Macrophages were activated by administration of an inflammatory lipid metabolite, lysophosphatidylcholine (lyso-Pc), to wild type mice but not murine (microphthalmic) osteopetrotic (mi/mi) mutant mice. In vitro treatment of wild type mouse peritoneal cells with lyso-Pc efficiently activated macrophages whereas lyso-Pc-treatment of mi mutant mouse peritoneal cells resulted in no activation of macrophages. Generation of macrophage activating factor requires a precursor protein, serum vitamin D binding protein (DBP), and participation of lyso-Pc-inducible beta-galactosidase of B lymphocytes. Lyso-Pc-inducible beta-galactosidase of B lymphocytes was found to be defective in mi mutant mice.
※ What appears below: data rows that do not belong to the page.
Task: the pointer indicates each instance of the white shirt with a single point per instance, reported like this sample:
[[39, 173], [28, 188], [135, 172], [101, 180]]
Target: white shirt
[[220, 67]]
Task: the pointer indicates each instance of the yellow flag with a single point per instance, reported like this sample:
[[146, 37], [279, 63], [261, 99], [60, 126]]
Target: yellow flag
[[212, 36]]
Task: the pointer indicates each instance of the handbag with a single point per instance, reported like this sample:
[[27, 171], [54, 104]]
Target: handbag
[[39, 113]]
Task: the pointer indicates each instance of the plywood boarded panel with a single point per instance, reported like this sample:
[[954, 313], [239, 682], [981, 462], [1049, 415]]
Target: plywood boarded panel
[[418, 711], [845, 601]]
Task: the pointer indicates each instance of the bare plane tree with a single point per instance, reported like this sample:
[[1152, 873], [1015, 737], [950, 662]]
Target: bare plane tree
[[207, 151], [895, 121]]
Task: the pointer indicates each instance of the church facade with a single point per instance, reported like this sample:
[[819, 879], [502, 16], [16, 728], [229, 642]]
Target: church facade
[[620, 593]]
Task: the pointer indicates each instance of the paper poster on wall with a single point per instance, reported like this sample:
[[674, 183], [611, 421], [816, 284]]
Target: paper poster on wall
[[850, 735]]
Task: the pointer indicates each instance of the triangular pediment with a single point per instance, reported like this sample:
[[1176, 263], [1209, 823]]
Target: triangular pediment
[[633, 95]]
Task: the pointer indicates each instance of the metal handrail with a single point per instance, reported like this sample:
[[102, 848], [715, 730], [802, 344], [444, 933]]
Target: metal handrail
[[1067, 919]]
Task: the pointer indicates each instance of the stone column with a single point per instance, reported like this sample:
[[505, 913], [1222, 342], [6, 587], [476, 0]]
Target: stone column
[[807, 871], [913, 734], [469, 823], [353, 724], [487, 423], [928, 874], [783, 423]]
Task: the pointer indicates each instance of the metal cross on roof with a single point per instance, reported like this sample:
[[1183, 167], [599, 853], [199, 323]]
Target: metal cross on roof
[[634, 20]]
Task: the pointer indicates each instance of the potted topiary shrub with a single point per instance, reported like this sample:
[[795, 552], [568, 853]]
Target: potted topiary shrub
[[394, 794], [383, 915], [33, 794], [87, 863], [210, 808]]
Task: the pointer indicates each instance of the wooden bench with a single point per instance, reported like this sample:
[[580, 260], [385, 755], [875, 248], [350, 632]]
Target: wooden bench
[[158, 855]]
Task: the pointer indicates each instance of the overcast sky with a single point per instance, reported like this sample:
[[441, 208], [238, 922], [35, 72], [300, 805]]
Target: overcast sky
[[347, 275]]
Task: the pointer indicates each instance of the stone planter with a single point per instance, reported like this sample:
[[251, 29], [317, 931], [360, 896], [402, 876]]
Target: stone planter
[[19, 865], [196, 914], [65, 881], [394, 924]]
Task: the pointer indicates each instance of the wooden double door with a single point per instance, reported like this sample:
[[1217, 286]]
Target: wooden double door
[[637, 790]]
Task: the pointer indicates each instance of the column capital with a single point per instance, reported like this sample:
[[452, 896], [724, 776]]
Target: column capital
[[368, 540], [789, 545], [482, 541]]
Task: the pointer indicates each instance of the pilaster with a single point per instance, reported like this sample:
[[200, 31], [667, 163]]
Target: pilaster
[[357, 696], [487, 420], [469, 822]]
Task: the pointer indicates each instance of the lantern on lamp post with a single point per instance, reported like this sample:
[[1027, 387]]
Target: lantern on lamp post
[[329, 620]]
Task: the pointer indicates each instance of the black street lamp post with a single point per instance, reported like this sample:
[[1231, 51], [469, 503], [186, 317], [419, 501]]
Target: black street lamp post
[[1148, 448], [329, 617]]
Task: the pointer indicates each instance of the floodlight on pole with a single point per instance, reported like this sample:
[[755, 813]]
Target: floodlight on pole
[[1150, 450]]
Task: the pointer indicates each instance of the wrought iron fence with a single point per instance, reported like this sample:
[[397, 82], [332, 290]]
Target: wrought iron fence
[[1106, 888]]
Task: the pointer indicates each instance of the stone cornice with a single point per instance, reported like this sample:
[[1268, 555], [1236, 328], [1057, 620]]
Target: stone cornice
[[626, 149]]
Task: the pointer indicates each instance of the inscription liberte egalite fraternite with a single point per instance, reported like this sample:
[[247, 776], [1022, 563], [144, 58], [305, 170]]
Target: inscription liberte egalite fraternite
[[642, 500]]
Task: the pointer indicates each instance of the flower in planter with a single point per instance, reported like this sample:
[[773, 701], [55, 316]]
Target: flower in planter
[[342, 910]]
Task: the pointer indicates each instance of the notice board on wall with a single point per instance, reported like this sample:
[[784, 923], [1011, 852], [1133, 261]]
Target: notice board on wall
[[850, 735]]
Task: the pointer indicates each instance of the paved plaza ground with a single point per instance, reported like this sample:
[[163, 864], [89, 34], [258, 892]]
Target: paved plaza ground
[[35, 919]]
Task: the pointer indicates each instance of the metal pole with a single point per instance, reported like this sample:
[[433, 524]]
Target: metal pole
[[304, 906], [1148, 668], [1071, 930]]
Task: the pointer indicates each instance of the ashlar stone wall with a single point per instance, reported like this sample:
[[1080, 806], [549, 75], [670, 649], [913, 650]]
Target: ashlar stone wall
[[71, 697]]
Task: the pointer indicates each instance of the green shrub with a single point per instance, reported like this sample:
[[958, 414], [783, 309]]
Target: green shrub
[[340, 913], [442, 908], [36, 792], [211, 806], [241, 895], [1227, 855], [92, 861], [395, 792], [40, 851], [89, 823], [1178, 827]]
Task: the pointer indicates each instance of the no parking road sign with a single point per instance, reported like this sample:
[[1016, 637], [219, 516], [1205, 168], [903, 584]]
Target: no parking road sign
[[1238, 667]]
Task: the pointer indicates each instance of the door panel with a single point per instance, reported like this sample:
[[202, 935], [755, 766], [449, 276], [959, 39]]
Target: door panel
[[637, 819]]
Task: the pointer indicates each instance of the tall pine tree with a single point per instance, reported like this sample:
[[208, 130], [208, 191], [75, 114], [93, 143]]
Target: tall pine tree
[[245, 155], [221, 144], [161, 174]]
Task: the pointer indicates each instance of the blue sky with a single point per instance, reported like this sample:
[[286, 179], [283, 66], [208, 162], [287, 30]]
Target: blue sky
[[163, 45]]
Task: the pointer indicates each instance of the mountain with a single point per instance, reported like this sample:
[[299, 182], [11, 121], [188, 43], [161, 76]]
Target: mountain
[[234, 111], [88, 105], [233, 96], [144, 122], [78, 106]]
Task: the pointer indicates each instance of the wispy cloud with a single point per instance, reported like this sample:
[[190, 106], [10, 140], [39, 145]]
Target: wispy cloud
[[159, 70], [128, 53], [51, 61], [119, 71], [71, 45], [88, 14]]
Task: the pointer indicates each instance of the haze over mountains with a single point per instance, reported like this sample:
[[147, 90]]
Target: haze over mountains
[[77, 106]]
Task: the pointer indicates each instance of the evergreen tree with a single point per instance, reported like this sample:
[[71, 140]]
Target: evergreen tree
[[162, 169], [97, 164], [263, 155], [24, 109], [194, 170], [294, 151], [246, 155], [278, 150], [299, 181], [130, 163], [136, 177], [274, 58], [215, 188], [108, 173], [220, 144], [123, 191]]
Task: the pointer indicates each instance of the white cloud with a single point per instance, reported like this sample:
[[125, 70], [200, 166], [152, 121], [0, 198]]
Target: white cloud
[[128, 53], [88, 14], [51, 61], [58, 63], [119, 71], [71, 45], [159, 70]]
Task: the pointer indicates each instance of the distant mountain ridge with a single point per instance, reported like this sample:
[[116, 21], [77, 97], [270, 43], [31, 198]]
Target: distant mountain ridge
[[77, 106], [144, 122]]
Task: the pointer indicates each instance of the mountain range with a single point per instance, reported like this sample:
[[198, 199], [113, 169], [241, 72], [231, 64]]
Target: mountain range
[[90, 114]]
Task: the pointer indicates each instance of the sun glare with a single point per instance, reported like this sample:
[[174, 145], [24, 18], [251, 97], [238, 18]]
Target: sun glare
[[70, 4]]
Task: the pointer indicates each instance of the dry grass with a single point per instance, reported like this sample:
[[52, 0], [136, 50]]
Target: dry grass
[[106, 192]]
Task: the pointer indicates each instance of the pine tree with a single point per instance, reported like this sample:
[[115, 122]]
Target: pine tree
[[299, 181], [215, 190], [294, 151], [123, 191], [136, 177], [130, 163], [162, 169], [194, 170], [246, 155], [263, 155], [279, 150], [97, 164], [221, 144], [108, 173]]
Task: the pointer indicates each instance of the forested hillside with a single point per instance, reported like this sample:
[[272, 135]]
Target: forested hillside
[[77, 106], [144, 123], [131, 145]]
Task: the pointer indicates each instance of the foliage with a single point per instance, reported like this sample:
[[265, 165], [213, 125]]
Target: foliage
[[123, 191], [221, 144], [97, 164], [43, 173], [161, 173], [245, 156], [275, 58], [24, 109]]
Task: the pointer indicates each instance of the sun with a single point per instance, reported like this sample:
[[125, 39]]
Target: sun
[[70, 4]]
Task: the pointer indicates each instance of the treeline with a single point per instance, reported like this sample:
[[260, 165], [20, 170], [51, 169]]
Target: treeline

Structural modification of serum vitamin D3-binding protein and immunosuppression in AIDS patients

A serum glycoprotein, vitamin D3-binding protein (Gc protein), can be converted by beta-galactosidase of stimulated B lymphocytes and sialidase of T lymphocytes to a potent macrophage-activating factor (MAF), a protein with N-acetylgalactosamine as the remaining sugar moiety. Thus, Gc protein is a precursor for MAF. Treatment of purified Gc protein with immobilized beta-galactosidase and sialidase generates an extremely high-titered MAF (GcMAF). When peripheral blood monocytes/macrophages of 46 HIV-infected patients were treated with GcMAF (100 pg/ml), the monocytes/macrophages of all patients were efficiently activated. However, the MAF precursor activity of plasma Gc protein was low in 16 (35%) of of these patients. Loss of the MAF precursor activity appeared to be due to deglycosylation of plasma Gc protein by alpha-N-acetylgalactosaminidase found in the patient blood stream. Levels of plasma alpha-N-acetylgalactosaminidase activity in individual patients had an inverse correlation with the MAF precursor activity of their plasma Gc protein. Thus, precursor activity of Gc protein and alpha-N-acetylgalactosaminidase activity in patient blood can serve as diagnostic and prognostic indices.